New York City Mayor Eric Adams released his administration’s budget for next year on Thursday and with it a number of cuts to cover a ballooning financial gap.
The next five police academy classes are canceled, which city officials estimate will bring the total number of NYPD officers from 33,000 to 29,000 in the next two years.
The city said it projects spending approximately $12 billion on the ongoing migrant crisis over the next two years.
City officials said next year’s budget gap has grown from $5 billion in June to more than $7 billion in November.
“I believe New Yorkers like plain talk, we’re in some financial trouble right now,” Adams said at an event in Chelsea.
“This is truly a disaster for every New Yorker who cares about safe streets,” Police Benevolent Association President Patrick Henry said in a statement. “Cops are already stretched to our breaking point, and these cuts will return us to staffing levels we haven’t seen since the crime epidemic of the ‘80s and ‘90s.

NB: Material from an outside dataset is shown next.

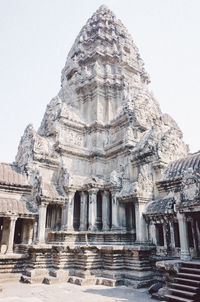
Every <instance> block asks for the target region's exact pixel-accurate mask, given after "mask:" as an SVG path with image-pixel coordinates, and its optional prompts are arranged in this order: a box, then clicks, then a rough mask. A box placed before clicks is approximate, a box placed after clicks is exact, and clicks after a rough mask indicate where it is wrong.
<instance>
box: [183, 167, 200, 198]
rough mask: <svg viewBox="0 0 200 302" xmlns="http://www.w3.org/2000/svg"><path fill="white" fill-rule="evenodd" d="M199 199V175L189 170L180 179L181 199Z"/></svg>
mask: <svg viewBox="0 0 200 302" xmlns="http://www.w3.org/2000/svg"><path fill="white" fill-rule="evenodd" d="M197 198H200V173H198V172H196V173H194V171H193V170H192V169H191V168H189V169H188V170H187V171H185V173H184V175H183V178H182V191H181V199H182V200H185V201H187V200H188V201H189V200H195V199H197Z"/></svg>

We cannot go back there.”
Details about the city’s budget cuts are scarce in part because city officials only held a virtual briefing on Thursday and reporters were not allowed to use any quotes from it. The city did not distribute any detailed budget books.
“To balance the budget as the law requires, every city agency dug into their own budget to find savings, with minimal disruption to services,” Adams said in a statement. “And while we pulled it off this time, make no mistake: Migrant costs are going up, tax revenue growth is slowing, and COVID stimulus funding is drying up”
The administration said residents could expect a $1 billion in cuts to schools and that after-school programs will be scaled back.
“The budget cuts proposed today risk doing harm to the wellbeing of all New Yorkers, especially our most vulnerable,” City Comptroller Brad Lander said in a statement. “City Hall should stop suggesting that asylum seekers are the reason for imposing severe cuts when they are only contributing to a portion of these budget gaps, much of which already existed.”
The New York Public Library, Brooklyn Public Library, and Queens Public Library said they would need to eliminate Sunday service.
“Without sufficient funding, we cannot sustain our current levels of service, and any further cuts to the Libraries’ budgets will, unfortunately, result in deeper service impacts,” the libraries said in a statement.